Texte intégral de la décisiondéplier

Vu la procédure suivante :
Par un jugement avant dire droit du 12 mai 2023, le tribunal administratif de céans a ordonné une expertise en vue, après avoir procédé à l'examen médical de Mme C A, de déterminer si les troubles dont elle a été victime en 2019 présentent un lien direct et certain avec l'accident de trajet survenu en 2009 ou s'ils sont liés au nouvel accident dont elle a été victime le 13 mai 2019, ou s'ils sont exclusivement imputables à une pathologie évoluant pour son propre compte ou à un état antérieur.
Le rapport de l'expert a été déposé le 6 décembre 2023.

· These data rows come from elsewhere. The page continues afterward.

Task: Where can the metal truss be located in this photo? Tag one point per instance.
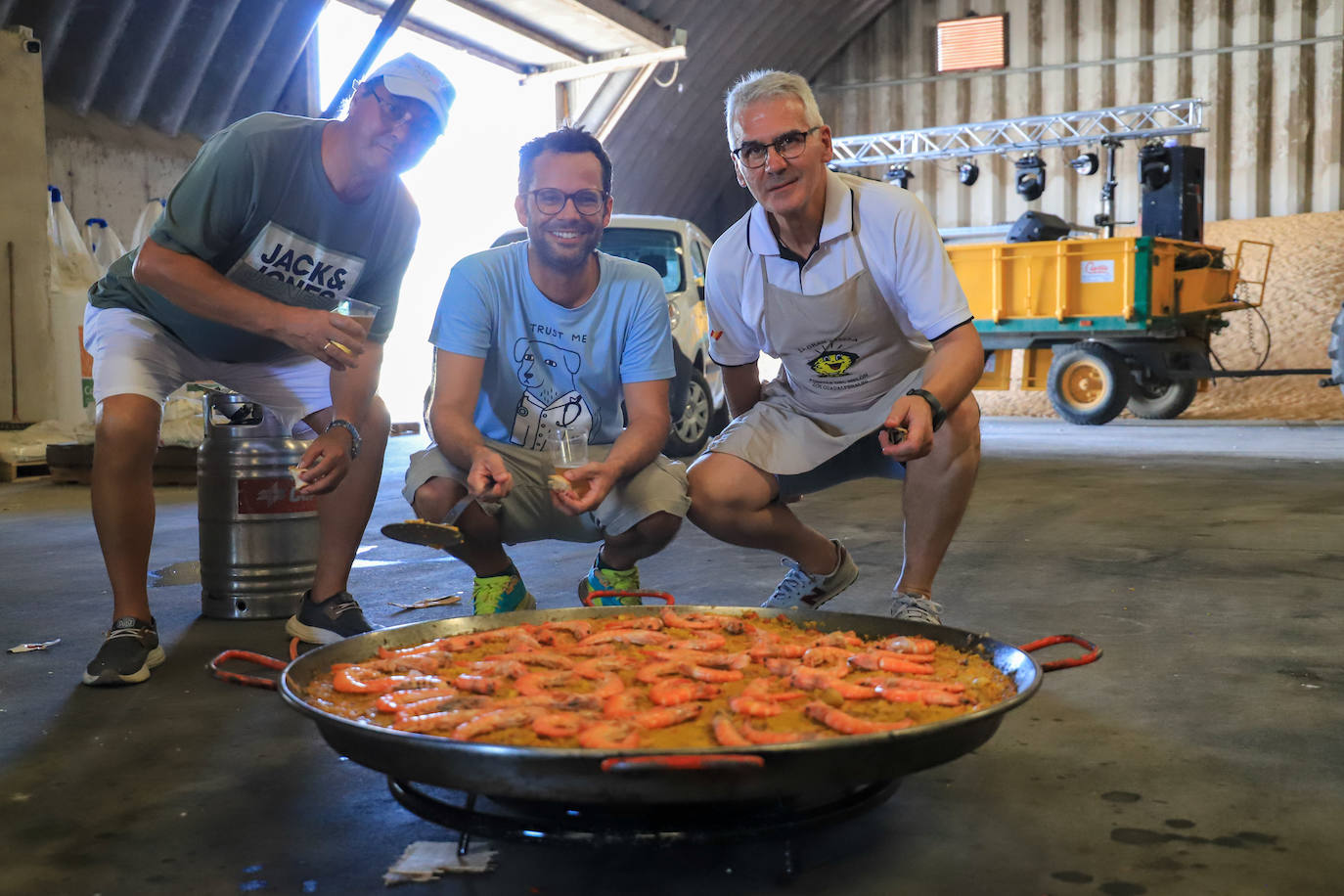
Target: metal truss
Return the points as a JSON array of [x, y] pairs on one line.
[[1021, 135]]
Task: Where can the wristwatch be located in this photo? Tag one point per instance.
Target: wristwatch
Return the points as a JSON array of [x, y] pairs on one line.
[[354, 435], [940, 414]]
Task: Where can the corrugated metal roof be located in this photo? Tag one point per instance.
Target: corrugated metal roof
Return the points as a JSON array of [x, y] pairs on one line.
[[194, 66]]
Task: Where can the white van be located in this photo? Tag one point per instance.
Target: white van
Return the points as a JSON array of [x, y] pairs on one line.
[[676, 250]]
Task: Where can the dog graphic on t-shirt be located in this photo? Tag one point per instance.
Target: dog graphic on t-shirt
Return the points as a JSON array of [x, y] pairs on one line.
[[550, 394]]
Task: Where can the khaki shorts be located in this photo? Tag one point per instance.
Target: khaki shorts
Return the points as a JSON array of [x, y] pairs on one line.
[[527, 515]]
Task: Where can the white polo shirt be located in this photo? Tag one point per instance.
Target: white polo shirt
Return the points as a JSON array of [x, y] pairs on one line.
[[901, 245]]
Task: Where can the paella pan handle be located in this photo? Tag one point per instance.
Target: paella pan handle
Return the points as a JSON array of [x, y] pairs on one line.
[[1053, 665], [660, 596], [719, 762]]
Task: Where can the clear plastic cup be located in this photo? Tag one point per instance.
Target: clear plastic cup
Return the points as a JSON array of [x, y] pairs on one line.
[[567, 448], [360, 312]]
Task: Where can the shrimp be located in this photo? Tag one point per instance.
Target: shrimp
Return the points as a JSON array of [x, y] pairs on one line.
[[426, 722], [628, 636], [558, 724], [476, 684], [890, 662], [726, 734], [674, 619], [910, 645], [668, 692], [534, 683], [618, 705], [704, 641], [665, 716], [847, 724], [495, 720], [609, 735]]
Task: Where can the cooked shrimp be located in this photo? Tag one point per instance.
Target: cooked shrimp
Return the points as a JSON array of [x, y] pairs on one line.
[[609, 735], [665, 716], [847, 724], [495, 720]]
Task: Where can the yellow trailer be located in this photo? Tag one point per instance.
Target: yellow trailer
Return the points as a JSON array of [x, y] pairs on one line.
[[1106, 324]]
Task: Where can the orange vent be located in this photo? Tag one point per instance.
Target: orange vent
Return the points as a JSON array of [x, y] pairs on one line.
[[972, 43]]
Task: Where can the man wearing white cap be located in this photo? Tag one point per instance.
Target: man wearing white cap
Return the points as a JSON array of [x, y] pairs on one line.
[[279, 220]]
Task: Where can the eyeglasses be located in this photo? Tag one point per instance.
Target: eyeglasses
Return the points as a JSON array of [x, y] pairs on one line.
[[552, 202], [395, 112], [789, 146]]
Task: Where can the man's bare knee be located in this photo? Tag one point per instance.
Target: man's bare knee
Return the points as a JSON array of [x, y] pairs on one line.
[[437, 497]]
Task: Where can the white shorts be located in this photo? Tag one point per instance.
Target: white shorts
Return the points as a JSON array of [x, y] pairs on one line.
[[132, 355], [527, 515]]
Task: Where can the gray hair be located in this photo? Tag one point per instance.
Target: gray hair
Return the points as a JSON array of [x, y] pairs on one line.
[[769, 83]]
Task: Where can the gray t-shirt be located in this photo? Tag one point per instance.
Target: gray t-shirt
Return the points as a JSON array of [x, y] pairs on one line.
[[257, 205]]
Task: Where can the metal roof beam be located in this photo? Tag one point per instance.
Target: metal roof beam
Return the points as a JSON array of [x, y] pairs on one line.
[[1021, 135]]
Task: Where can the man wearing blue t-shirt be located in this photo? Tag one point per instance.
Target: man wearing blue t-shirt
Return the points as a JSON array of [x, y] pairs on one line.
[[543, 335]]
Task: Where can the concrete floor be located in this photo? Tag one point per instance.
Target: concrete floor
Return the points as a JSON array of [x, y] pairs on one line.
[[1200, 755]]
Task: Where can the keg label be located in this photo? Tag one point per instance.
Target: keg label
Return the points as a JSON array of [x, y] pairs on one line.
[[273, 495]]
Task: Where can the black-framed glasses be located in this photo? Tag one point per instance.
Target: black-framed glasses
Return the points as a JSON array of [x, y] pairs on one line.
[[552, 202], [394, 112], [789, 146]]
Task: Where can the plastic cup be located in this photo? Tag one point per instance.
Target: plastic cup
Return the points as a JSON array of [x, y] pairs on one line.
[[567, 448], [360, 312]]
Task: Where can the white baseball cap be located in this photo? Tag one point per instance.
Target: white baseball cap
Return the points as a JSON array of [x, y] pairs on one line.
[[409, 75]]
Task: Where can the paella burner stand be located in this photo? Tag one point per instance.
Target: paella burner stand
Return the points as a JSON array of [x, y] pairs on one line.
[[600, 827]]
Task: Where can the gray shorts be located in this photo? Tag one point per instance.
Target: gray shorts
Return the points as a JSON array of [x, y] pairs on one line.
[[527, 515]]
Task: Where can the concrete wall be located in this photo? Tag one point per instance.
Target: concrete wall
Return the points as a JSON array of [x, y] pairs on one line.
[[24, 327], [1275, 115], [111, 171]]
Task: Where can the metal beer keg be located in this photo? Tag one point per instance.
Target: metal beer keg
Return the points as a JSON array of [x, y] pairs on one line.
[[258, 538]]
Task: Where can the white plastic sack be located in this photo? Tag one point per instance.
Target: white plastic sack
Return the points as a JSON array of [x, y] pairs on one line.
[[148, 216], [103, 244]]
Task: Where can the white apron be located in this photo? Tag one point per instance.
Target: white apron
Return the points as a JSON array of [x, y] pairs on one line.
[[844, 362]]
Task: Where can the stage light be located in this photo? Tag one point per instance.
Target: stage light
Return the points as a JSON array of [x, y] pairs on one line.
[[1154, 166], [901, 175], [1086, 164], [1031, 176]]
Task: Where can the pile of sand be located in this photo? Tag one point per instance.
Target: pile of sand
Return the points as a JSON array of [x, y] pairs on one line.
[[1303, 294]]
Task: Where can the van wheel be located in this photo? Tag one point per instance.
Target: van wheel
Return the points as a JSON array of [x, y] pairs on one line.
[[1159, 399], [1089, 383], [691, 430]]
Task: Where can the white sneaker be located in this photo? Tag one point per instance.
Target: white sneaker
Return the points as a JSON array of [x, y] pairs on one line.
[[802, 591]]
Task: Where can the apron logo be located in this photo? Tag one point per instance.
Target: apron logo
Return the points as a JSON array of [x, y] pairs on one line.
[[832, 363]]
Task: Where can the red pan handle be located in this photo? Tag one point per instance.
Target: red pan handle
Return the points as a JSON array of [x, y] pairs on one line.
[[1092, 655], [240, 679], [660, 596], [728, 760]]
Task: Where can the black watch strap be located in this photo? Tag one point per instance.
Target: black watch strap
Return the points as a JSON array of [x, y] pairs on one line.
[[354, 435], [940, 414]]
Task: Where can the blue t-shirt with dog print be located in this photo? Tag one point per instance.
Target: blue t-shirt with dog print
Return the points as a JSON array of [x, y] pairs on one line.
[[549, 366]]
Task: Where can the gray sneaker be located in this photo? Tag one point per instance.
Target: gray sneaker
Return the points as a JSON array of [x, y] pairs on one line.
[[802, 591], [916, 607], [129, 650], [327, 622]]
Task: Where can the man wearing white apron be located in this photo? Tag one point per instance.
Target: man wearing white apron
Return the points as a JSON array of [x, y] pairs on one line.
[[844, 281]]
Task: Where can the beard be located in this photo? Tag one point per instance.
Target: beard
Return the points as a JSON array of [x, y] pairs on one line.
[[568, 256]]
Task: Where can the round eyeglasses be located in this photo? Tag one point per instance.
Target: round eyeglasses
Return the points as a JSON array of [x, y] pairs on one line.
[[789, 146], [552, 202]]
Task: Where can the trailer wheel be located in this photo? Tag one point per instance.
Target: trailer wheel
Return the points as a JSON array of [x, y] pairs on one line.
[[1337, 348], [1159, 399], [1089, 383]]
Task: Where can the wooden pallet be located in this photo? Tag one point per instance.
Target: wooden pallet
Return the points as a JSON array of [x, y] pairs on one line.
[[32, 469]]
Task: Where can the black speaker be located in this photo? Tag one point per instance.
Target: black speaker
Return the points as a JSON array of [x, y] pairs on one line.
[[1035, 226], [1172, 180]]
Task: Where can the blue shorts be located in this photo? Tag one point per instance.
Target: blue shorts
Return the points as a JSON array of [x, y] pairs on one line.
[[859, 461]]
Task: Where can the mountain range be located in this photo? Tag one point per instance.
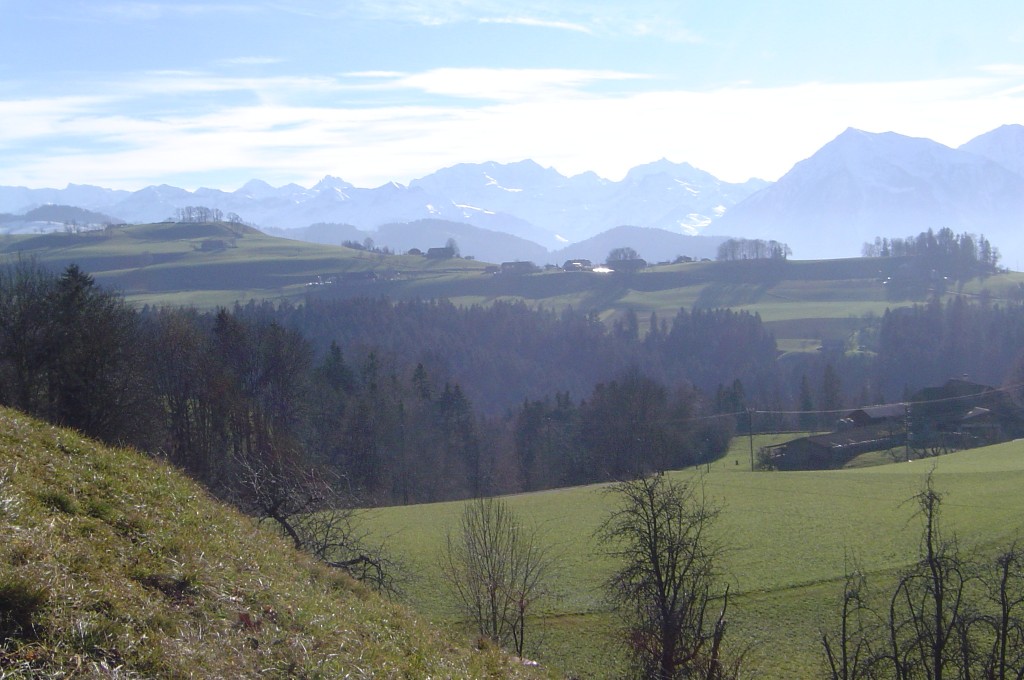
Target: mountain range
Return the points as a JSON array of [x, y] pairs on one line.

Par un mémoire en ouverture de rapport enregistré le 24 janvier 2024, la commune de Palaiseau, représentée par Me Demaret, persiste dans ses conclusions tendant au rejet de la requête présentée par Mme A et à la mise à sa charge d'une somme de 1 500 euros en application de l'article L. 761-1 du code de justice administrative.
Ce mémoire a été communiqué à Mme A qui n'a pas présenté d'observation complémentaire.
Par ordonnance du 24 janvier 2024, la clôture d'instruction a été fixée en dernier lieu au 7 février 2024.
Vu :
- les autres pièces du dossier ;
- le rapport d'expertise du Dr E ;
- l'ordonnance du 8 décembre 2023, par laquelle la première vice-présidente du tribunal a taxé les frais de l'expertise réalisée par le Dr E à la somme de 2 091,80 euros ;
Vu :
- le code des relations entre le public et l'administration ;
- la loi n°83-634 du 13 juillet 1983 portant droits et obligations des fonctionnaires ;
- le décret n°86-442 du 14 mars 1986 relatif à la désignation des médecins agréés, à l'organisation des conseils médicaux, aux conditions d'aptitude physique pour l'admission aux emplois publics et au régime de congés de maladie des fonctionnaires ;
- l'arrêté du 4 août 2004 relatif aux commissions de réforme des agents de la fonction publique territoriale et de la fonction publique hospitalière ;
- le code de justice administrative.
Les parties ont été régulièrement averties du jour de l'audience.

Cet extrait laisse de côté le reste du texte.